Concernant la rupture, dans 3 arrêts rendus par la Cour d’appel de commerce de Casablanca en 2015 dans des affaires similaires, il a été considéré que «le contrat de représentation commerciale conclu pour une durée déterminée de trois ans renouvelable par tacite reconduction d’année en année ne constitue pas un contrat à durée indéterminée». Les juges estiment donc que «le concessionnaire qui met fin au contrat en respectant le préavis contractuel d’une année ne commet pas d’abus dans la rupture et n’a pas à justifier des motifs de résiliation».

De même, le fait pour un agent commercial de n’avoir «pas démarché la clientèle pendant deux mois» ne peut constituer une faute grave. L’absence de prospection pendant une durée limitée et qui, de plus, n’a pas empêché la réalisation du meilleur chiffre d’affaires annuel depuis la conclusion du contrat ne peut justifier, à elle seule, une rupture du contrat. En revanche, commet une faute grave l’agent commercial qui cesse de prospecter la clientèle dans la plupart des zones géographiques qui lui avaient été confiées et qui n’est pas joignable et ne répond plus aux demandes téléphoniques.

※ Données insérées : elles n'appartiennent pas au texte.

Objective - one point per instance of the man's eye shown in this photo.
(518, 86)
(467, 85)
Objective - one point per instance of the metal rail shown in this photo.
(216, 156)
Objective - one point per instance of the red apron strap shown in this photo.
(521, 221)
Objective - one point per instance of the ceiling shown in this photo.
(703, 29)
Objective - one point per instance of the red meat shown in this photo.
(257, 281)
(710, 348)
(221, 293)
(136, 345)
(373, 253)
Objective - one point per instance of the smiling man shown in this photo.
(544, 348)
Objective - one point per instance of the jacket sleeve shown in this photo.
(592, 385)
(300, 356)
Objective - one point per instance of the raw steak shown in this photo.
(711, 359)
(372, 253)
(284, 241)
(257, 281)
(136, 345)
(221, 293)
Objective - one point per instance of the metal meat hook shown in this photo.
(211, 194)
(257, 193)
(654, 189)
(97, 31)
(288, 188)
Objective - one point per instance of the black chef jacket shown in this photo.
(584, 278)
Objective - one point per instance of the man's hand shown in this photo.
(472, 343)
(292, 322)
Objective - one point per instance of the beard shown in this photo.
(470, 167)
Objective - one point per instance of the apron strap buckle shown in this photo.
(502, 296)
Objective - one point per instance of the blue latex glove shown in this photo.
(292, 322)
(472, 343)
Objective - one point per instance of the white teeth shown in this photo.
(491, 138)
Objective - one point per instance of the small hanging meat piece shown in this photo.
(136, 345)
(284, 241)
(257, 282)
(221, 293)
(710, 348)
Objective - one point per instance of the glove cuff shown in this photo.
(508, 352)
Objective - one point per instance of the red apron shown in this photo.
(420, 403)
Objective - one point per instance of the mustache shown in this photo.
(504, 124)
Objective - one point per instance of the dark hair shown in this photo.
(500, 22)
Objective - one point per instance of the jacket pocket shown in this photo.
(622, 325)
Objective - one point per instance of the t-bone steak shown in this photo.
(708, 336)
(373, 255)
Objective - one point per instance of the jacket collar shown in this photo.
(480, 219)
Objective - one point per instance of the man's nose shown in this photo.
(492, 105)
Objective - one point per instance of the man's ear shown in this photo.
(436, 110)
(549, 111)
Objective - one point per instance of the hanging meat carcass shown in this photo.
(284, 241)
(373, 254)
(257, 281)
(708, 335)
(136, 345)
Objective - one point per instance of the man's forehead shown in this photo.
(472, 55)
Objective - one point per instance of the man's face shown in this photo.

Cet agent a naturellement «failli à son obligation d’information à l’égard de sa mandante en préjudiciant à son activité». La Cour d’appel a considéré que «ces manquements constitutifs de fautes graves justifiaient la rupture de leurs relations».

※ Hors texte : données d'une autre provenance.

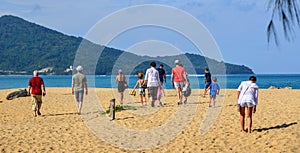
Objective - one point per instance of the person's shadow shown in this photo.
(275, 127)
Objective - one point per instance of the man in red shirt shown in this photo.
(178, 78)
(35, 86)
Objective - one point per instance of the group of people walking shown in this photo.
(247, 92)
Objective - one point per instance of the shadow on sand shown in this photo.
(275, 127)
(59, 114)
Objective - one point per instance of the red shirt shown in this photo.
(178, 73)
(36, 85)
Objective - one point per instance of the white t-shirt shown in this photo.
(248, 93)
(152, 77)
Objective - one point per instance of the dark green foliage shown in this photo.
(26, 46)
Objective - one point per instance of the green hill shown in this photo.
(26, 46)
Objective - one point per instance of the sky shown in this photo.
(238, 27)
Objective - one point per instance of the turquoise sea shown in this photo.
(102, 81)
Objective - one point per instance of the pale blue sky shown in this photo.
(238, 27)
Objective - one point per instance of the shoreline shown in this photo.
(60, 129)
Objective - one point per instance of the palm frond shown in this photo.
(288, 14)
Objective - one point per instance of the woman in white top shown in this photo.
(247, 96)
(153, 82)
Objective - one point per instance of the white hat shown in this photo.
(79, 68)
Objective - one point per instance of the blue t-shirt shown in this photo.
(213, 89)
(161, 73)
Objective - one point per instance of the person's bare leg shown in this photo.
(242, 118)
(79, 106)
(122, 96)
(249, 119)
(214, 101)
(141, 99)
(204, 93)
(178, 94)
(145, 100)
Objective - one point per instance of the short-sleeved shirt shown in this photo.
(152, 77)
(177, 73)
(248, 92)
(208, 77)
(214, 87)
(161, 72)
(36, 85)
(79, 81)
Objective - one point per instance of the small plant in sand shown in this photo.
(119, 108)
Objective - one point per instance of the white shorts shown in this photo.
(247, 104)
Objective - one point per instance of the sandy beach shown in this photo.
(188, 128)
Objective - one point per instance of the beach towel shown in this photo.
(17, 94)
(186, 91)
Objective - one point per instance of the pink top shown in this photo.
(177, 73)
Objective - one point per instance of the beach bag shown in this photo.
(17, 94)
(186, 91)
(125, 85)
(159, 92)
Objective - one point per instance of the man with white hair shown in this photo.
(79, 83)
(35, 86)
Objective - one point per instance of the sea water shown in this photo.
(108, 81)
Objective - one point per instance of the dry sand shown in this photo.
(166, 129)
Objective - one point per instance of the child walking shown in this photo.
(214, 91)
(142, 91)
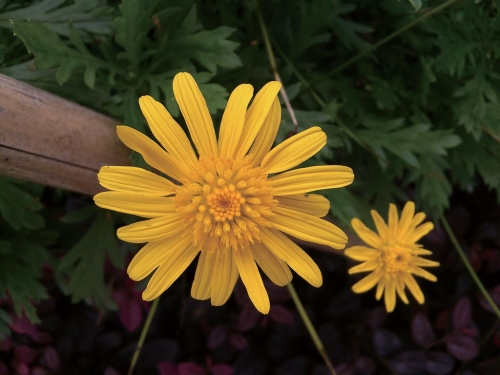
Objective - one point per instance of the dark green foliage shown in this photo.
(85, 261)
(416, 118)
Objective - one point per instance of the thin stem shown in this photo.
(272, 62)
(388, 38)
(469, 266)
(142, 338)
(310, 328)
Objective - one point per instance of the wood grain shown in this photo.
(52, 141)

Prévue initialement pour 2014, l’amendement du texte instituant les tribunaux de commerce continue de traîner. Le projet de loi, adopté par l’Exécutif, est toujours «à l’étude» par la commission Législation, justice et droits de l’Homme, selon la direction civile du ministère de la justice. La nouvelle mouture prévoit que des Chambres d’appel de commerce spécialisées seront créées dans les Cours d’appel en vue de statuer sur l’appel formé contre les jugements rendus par les tribunaux de commerce autres que celui de Casablanca et par les sections commerciales des tribunaux de première instance précités. Il y aura également un parquet spécialisé en matière commerciale en rattachant le ministère public près les tribunaux de commerce au parquet près les tribunaux de droit commun, tout en prenant en considération la spécialisation en matière commerciale.